Was ändert sich baulich für die Heime?
Die wohl wichtigste Maßnahme: Heime, die vor 2011 gebaut wurden oder fertig geplant waren, haben jetzt Bestandsschutz. Sie werden von bestimmten Vorschriften befreit – etwa bei der Mindestgröße von Zimmern, Barrierefreiheit, Sanitär-, Gemeinschafts- oder Lagerräumen. Teure Umbauten könnten damit entfallen, weitere Heimschließungen sollen vermieden werden.
Ebenfalls eine wesentliche Neuerung: Die gesetzlichen Vorgaben der Ausführungsverordnung gelten nicht mehr für kleine Wohngruppen und Wohngemeinschaften mit weniger als sechs Personen.
Abgeschafft wurde laut Gerlach die starre Pflichtquote von 75 Prozent an Einzelzimmern, hier sollen die Betreiber künftig freier nach Bedarf und Ressourcen agieren. Vollstationäre Einrichtungen müssen nur noch ein Pflegebad pro Haus vorhalten – zuvor war ein Pflegebad je 40 Bewohner vorgeschrieben. Gänzlich abgeschafft wurde die Verpflichtung, einen Abschiedsraum für den Sterbefall bereitzuhalten.
Nicht gelockert, sondern forciert wurde bei der Digitalisierung: Jeder persönliche Wohnraum im Heim muss – sofern noch nicht vorhanden – spätestens in fünf Jahren einen Anschluss für Telefon, Fernsehen und Internet haben.
Was ändert sich personell für die Heime?
Wesentliche Weichenstellung hier: Die starre 50-Prozent-Fachkraftquote ist abgeschafft, Teams können künftig verstärkt mit Pflegefachassistentinnen und Pflegehilfskräften besetzt werden. Entscheidend soll nicht mehr die formale Berufsqualifikation, sondern die tatsächliche Qualität der Pflege sein. Allerdings: Stellt die Heimaufsicht hier einen Mangel fest, wird der Personalschlüssel überprüft. Ist er ursächlich für Pflegemängel, können mehr Fachkräfte eingefordert werden.
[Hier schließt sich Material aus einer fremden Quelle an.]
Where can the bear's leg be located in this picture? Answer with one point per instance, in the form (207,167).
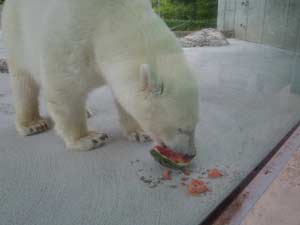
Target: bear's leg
(130,127)
(69,114)
(25,93)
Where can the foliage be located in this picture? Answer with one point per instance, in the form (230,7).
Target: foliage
(187,14)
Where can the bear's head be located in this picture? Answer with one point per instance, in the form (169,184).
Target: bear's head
(168,106)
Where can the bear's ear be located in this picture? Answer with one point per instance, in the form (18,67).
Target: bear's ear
(149,81)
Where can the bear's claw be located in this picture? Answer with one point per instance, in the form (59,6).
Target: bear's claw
(35,127)
(92,141)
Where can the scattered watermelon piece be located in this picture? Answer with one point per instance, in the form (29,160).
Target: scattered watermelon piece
(167,175)
(214,173)
(197,187)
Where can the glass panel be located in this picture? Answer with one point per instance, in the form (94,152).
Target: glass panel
(249,100)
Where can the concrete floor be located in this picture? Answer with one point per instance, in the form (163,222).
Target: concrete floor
(280,203)
(248,103)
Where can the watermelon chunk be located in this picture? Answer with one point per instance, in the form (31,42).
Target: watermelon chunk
(168,158)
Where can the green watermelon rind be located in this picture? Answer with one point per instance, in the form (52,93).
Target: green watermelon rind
(164,161)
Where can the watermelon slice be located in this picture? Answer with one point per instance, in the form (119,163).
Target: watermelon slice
(166,157)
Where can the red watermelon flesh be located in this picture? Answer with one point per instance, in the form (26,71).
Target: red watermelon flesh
(173,156)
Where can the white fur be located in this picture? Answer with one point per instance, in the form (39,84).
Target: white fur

Generell dürfen die Heime ihr Personal nun flexibler einsetzen, angepasst an den Bedarf von Bewohnerinnen und Bewohnern und nach örtlichen Gegebenheiten. Zwar muss nachts mindestens eine Pflegefachkraft anwesend sein. Zusätzlich wird unter bestimmten Kriterien aber eine nächtliche Rufbereitschaft möglich, ebenso eine Tätigkeit in mehreren Häusern.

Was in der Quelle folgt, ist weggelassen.